Inflation and uncertainty over future interest rate moves by the world’s central banks are causing junk bond investors to flee for the exits. Over the last week a wave of money has exited the junk bond market. The chart above displays the outflows from junk bond ETFs HGY and JNK. After I wrote to you yesterday, investors pulled money out of of junk bond ETFs yet again.
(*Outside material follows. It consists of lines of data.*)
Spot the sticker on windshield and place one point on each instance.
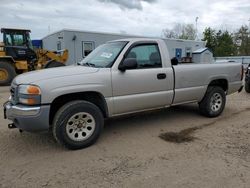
(106, 55)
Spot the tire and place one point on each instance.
(247, 87)
(7, 73)
(213, 103)
(77, 124)
(52, 64)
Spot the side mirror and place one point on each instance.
(128, 63)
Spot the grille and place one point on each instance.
(13, 93)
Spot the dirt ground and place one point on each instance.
(132, 152)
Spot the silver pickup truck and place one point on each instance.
(120, 77)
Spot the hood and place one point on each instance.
(50, 73)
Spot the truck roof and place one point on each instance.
(14, 29)
(137, 39)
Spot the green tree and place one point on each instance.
(220, 42)
(225, 45)
(180, 31)
(242, 40)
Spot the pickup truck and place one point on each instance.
(117, 78)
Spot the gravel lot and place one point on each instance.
(130, 152)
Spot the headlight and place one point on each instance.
(29, 94)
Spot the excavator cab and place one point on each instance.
(17, 44)
(18, 56)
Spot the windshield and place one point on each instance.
(104, 55)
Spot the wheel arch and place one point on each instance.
(90, 96)
(220, 82)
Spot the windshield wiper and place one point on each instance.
(88, 64)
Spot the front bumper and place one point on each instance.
(28, 118)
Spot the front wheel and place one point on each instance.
(213, 103)
(78, 124)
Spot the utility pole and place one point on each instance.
(196, 28)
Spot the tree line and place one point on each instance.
(220, 42)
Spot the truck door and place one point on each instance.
(145, 87)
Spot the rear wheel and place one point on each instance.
(78, 124)
(7, 73)
(213, 103)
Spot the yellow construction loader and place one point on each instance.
(17, 55)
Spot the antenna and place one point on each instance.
(196, 28)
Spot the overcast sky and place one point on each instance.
(139, 17)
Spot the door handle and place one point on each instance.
(161, 76)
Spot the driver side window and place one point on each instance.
(146, 55)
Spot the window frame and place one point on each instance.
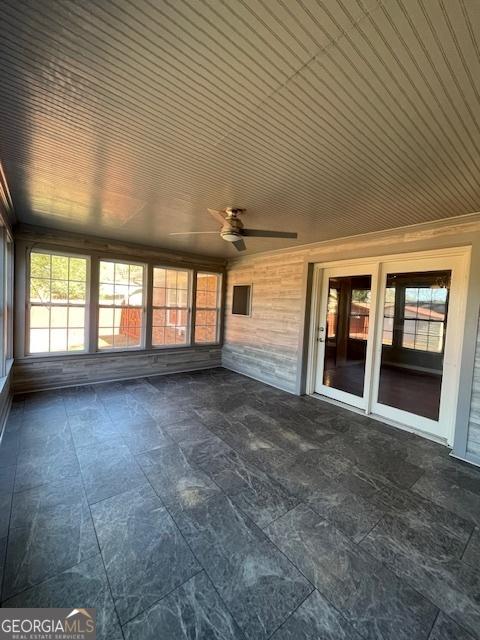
(249, 300)
(98, 306)
(28, 303)
(218, 308)
(192, 274)
(94, 256)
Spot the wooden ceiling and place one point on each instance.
(330, 118)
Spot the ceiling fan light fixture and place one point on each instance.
(231, 235)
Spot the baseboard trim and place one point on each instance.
(471, 458)
(258, 379)
(132, 376)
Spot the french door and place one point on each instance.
(345, 333)
(389, 335)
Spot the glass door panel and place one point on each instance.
(413, 341)
(345, 320)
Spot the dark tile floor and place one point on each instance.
(211, 506)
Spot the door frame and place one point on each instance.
(461, 256)
(367, 269)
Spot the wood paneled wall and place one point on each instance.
(268, 344)
(473, 442)
(265, 344)
(66, 371)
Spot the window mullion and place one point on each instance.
(93, 305)
(149, 307)
(193, 306)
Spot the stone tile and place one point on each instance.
(250, 488)
(92, 427)
(77, 399)
(369, 596)
(316, 619)
(258, 584)
(41, 436)
(7, 476)
(9, 447)
(202, 449)
(50, 531)
(446, 629)
(108, 470)
(145, 555)
(174, 478)
(37, 468)
(428, 561)
(472, 551)
(186, 430)
(452, 493)
(194, 610)
(142, 435)
(342, 502)
(83, 585)
(3, 548)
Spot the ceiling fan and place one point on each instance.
(233, 230)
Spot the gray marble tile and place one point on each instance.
(186, 430)
(77, 399)
(3, 548)
(50, 531)
(37, 468)
(316, 619)
(9, 447)
(344, 502)
(7, 476)
(142, 435)
(472, 551)
(43, 436)
(258, 584)
(83, 585)
(368, 595)
(429, 567)
(251, 489)
(446, 629)
(194, 610)
(451, 494)
(92, 426)
(109, 469)
(145, 555)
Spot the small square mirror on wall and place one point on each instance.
(242, 299)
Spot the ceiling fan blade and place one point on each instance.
(264, 233)
(239, 245)
(217, 215)
(190, 233)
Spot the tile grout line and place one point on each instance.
(95, 530)
(200, 564)
(7, 542)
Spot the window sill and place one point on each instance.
(105, 353)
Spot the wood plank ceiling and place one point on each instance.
(330, 118)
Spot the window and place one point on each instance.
(424, 318)
(241, 299)
(359, 314)
(207, 308)
(121, 305)
(57, 303)
(171, 312)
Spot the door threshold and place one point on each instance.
(387, 421)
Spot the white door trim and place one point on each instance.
(459, 257)
(363, 269)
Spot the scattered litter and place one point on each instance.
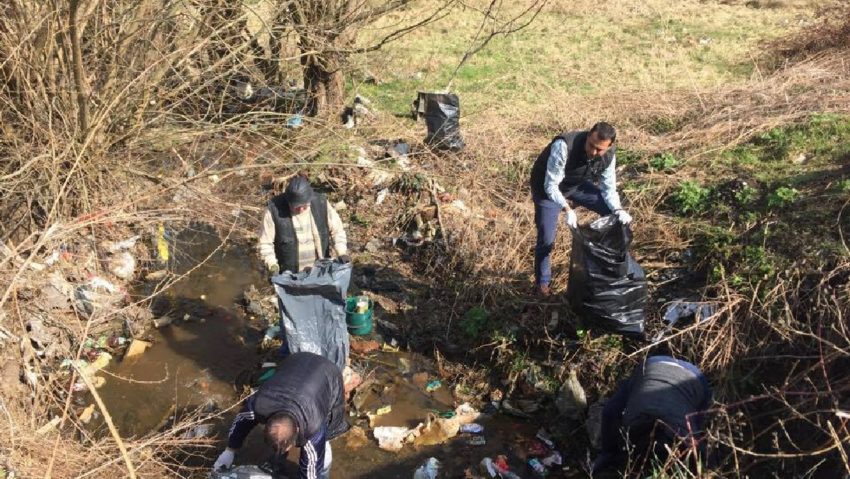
(266, 375)
(538, 468)
(594, 424)
(571, 401)
(356, 438)
(553, 459)
(86, 415)
(373, 245)
(382, 195)
(678, 310)
(161, 244)
(510, 409)
(477, 441)
(391, 438)
(364, 347)
(428, 470)
(403, 366)
(137, 348)
(544, 438)
(162, 321)
(122, 245)
(433, 385)
(156, 275)
(472, 428)
(295, 121)
(537, 448)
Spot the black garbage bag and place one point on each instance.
(607, 288)
(442, 117)
(312, 309)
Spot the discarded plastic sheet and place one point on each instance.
(137, 348)
(607, 288)
(312, 306)
(391, 438)
(429, 470)
(442, 118)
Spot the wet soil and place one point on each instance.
(196, 361)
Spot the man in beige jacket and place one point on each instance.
(299, 227)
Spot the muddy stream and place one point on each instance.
(212, 345)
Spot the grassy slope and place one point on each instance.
(580, 47)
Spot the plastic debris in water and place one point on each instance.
(472, 428)
(433, 385)
(538, 467)
(428, 470)
(161, 243)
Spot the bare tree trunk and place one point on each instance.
(76, 52)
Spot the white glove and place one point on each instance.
(623, 216)
(225, 460)
(571, 219)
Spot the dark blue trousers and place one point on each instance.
(546, 213)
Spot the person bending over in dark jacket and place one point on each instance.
(659, 405)
(301, 405)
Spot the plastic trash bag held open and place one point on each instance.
(312, 306)
(607, 288)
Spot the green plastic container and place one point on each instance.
(359, 324)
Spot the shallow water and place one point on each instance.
(196, 362)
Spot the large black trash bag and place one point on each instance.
(442, 117)
(312, 307)
(607, 288)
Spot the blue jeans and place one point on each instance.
(546, 213)
(613, 411)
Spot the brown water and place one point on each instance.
(195, 363)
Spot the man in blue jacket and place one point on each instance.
(662, 403)
(577, 166)
(301, 405)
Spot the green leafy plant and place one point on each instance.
(782, 196)
(691, 198)
(664, 162)
(746, 195)
(474, 321)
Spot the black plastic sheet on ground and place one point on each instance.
(312, 307)
(607, 288)
(442, 117)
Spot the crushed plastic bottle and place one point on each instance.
(428, 470)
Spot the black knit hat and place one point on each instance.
(298, 191)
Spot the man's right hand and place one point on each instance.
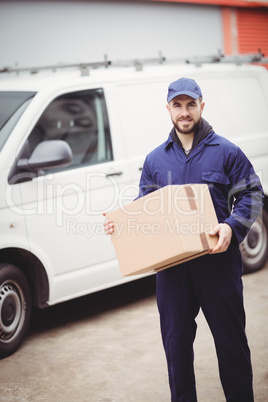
(108, 225)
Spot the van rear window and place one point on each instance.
(12, 106)
(10, 103)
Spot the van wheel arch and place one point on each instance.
(254, 248)
(34, 271)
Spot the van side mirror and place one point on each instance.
(47, 155)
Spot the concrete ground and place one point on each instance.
(106, 347)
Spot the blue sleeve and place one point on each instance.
(246, 195)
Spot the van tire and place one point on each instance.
(15, 308)
(254, 248)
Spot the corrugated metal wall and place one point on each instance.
(252, 30)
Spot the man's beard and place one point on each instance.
(190, 130)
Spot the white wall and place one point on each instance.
(42, 33)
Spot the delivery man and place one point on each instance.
(193, 153)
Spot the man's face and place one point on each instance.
(185, 113)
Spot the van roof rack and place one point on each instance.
(84, 67)
(256, 58)
(237, 59)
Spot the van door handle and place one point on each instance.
(114, 174)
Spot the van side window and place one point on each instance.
(80, 119)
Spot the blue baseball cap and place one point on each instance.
(184, 86)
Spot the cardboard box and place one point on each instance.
(164, 228)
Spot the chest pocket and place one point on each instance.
(215, 177)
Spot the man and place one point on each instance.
(193, 153)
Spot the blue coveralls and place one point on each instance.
(212, 282)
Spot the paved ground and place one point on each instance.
(106, 347)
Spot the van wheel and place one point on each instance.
(15, 308)
(254, 248)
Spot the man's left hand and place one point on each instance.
(224, 232)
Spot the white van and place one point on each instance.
(72, 145)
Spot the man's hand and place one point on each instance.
(224, 232)
(108, 225)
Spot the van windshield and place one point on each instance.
(12, 106)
The Wall Street Journal’s Chris Dieterich writes:
The bond market’s October retreat fueled record withdrawals from some popular exchange-traded funds, the latest sign of investor anxiety over inflation.
Investors pulled $998 million last Thursday from the oldest and largest junk-bond ETF. That is the largest daily withdrawal on record, said BlackRock Inc., the ETF’s provider.
Investors also pulled $1.7 billion last week from the the biggest weekly outflow since its inception in 2002.
The redemptions coincided with a global rout in government bonds that sent the yield on the 10-year U.S. Treasury note to its highest levels since late May. On Tuesday, the 10-year Treasury yield fell to 1.822%, as prices rose.
Bond investors are bracing for an interest-rate increase from the Federal Reserve and grappling with signs of rising inflation, which erodes the fixed value of bond payouts over time, in the U.S. and globally.